Breathe. Let’s get a step back.
TTYs Are Evil in ps
Remember that ps with BSD options shows processes on other terminals (TTYs)? While empty or UNIX options selects all processes with the same effective user ID (euid=EUID) as the current user and associated with the same terminal as the invoker? The invoker in both cases is root from the docker daemon itself which also doesn’t have a TTY (remember this):
sh
$ ps -eo cmd,tty | grep docker
/usr/bin/docker daemon -D - ? # no TTY
So, let’s see what’s happening in each case (given the shown above invoker has no TTY):
docker top 4a4fa008ac25 -o pid,cmd- Container has TTY allocated
- No output because the process isn’t associated with the same terminal as the invoker
docker top bb910bada137 -o pid,cmd- Container has no TTY
- Output because the process is associated, apparently, with the same terminal as the invoker
docker top 4a4fa008ac25 o pid,cmd- Container has TTY
- Output because BSD options shows processes on other TTYs unless the TTY isn’t allocated (try with
ps o tty)
docker top bb910bada137 o pid,cmd- Container has a no TTY
- No output because BSD options shows all processes on other TTYs unless the TTY isn’t allocated (try with
ps o tty)
Clear. Well, now that we slightly understand how docker top and ps works, let’s fix the weird scenario above by running the commands with the correct options:
sh
# UNIX options
$ docker top 4a4fa008ac25 -eo pid,cmd
PID CMD
9046 /bin/bash
$ docker top bb910bada137 -eo pid,cmd
PID CMD
8952 /usr/bin/vi
# BSD options
$ docker top 4a4fa008ac25 axo pid,cmd
PID CMD
9046 /bin/bash
$ docker top bb910bada137 axo pid,cmd
PID CMD
8952 /usr/bin/vi
I suggest you to go and have a look at the whole man ps to get a better sight on all of this.
Take special care of the BSD
aandxoptions as we used them above to solve the issue.
atomic top
atomic top is used the same way docker top queries for ps information.
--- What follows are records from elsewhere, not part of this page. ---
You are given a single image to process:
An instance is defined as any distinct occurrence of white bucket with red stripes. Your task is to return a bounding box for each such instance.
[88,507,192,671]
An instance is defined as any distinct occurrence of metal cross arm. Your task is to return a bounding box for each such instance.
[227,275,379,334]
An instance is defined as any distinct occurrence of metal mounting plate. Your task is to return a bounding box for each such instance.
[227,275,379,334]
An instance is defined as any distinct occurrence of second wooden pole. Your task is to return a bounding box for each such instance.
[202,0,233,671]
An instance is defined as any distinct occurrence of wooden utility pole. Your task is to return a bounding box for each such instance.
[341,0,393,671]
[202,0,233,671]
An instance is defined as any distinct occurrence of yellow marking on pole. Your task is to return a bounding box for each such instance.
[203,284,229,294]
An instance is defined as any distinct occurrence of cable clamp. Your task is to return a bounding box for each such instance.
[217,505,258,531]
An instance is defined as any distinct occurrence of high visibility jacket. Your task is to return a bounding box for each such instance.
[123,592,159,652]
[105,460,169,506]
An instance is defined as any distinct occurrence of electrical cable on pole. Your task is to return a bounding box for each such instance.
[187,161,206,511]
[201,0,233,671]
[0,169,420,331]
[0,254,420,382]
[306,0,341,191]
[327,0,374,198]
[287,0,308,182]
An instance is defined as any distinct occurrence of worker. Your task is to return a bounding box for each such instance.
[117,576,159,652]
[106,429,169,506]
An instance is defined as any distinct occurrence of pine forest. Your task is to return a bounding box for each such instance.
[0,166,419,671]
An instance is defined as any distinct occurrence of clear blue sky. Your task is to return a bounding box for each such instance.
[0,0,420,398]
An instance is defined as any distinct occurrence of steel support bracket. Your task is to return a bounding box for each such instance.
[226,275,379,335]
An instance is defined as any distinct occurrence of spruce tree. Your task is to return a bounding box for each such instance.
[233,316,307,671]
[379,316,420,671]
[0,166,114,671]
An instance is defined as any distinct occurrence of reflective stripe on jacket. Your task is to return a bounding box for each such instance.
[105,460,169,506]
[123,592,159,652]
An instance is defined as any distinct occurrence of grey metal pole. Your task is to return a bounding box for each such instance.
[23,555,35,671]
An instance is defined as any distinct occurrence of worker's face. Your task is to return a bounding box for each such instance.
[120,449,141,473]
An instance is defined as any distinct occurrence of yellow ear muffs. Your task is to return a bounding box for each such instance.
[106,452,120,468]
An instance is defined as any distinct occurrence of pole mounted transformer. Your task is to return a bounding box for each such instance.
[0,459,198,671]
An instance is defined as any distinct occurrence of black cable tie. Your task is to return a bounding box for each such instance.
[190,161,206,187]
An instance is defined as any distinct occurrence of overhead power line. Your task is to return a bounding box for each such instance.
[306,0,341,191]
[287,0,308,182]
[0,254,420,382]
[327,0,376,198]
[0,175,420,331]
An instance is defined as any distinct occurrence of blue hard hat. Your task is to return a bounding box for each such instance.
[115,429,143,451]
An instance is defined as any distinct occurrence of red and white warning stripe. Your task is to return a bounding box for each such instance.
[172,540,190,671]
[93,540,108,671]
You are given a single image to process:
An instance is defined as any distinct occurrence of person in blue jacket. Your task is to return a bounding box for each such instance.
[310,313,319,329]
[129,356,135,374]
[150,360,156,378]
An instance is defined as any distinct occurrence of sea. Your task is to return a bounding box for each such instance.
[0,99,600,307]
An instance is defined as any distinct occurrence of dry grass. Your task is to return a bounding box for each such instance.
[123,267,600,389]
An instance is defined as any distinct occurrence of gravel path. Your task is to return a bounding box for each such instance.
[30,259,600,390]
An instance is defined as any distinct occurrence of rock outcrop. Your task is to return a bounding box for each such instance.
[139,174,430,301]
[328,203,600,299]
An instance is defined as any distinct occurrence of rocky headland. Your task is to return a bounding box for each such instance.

It slightly differs from docker top because it’s using ncurses to have an interactive panel to list containers information, order columns, automatically add and remove containers and more. Following is a screenshot of what you’ll have in the next atomic versions:
As a sidenote, if you want to list additional columns in atomic top you would just add -o with the fields you’re interested, as in:
sh
$ sudo atomic top -o uid,gid
[..interactive and super cool panel :)..]
I hope I’ve covered the basics to avoid getting frustrated by the common pitfalls you could incur while using ps, docker top, and atomic top. This will also hopefully avoid anyone from filing bug reports against docker top when the wrong options are provided.
Huge thanks for inspiration to Brent Baude and Daniel Walsh.